CIDER: Boosting Memory-Disaggregated Key-Value Stores with Pessimistic Synchronization
This addresses performance issues for systems using memory-disaggregated key-value stores, representing an incremental improvement with a novel method for a known bottleneck.
The paper tackled the performance bottleneck in memory-disaggregated key-value stores caused by redundant I/Os from optimistic synchronization, and proposed CIDER with pessimistic synchronization, achieving up to 6.6x throughput improvement under the YCSB benchmark.
Memory-disaggregated key-value (KV) stores suffer from a severe performance bottleneck due to their I/O redundancy issues. A huge amount of redundant I/Os are generated when synchronizing concurrent data accesses, making the limited network between the compute and memory pools of DM a performance bottleneck.
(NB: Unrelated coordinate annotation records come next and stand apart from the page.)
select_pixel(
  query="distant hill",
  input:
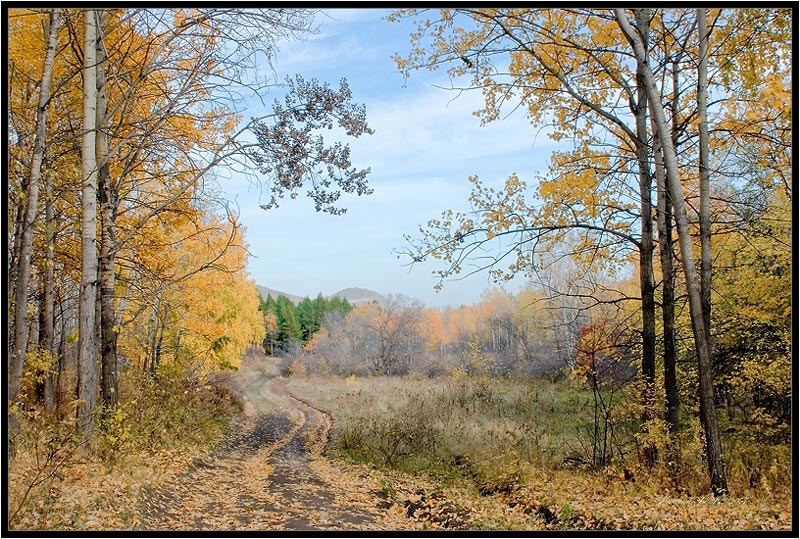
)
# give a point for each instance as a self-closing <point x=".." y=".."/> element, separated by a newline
<point x="355" y="296"/>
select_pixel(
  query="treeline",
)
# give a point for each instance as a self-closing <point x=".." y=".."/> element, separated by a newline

We identify the root cause for the redundant I/O lies in the mismatch between the optimistic synchronization of existing memory-disaggregated KV stores and the highly concurrent workloads on DM. In this paper, we propose to boost memory-disaggregated KV stores with pessimistic synchronization. We propose CIDER, a compute-side I/O optimization framework, to verify our idea. CIDER adopts a global write-combining technique to further reduce cross-node redundant I/Os. A contention-aware synchronization scheme is designed to improve the performance of pessimistic synchronization under low contention scenarios. Experimental results show that CIDER effectively improves the throughput of state-of-the-art memory-disaggregated KV stores by up to $6.6\times$ under the YCSB benchmark.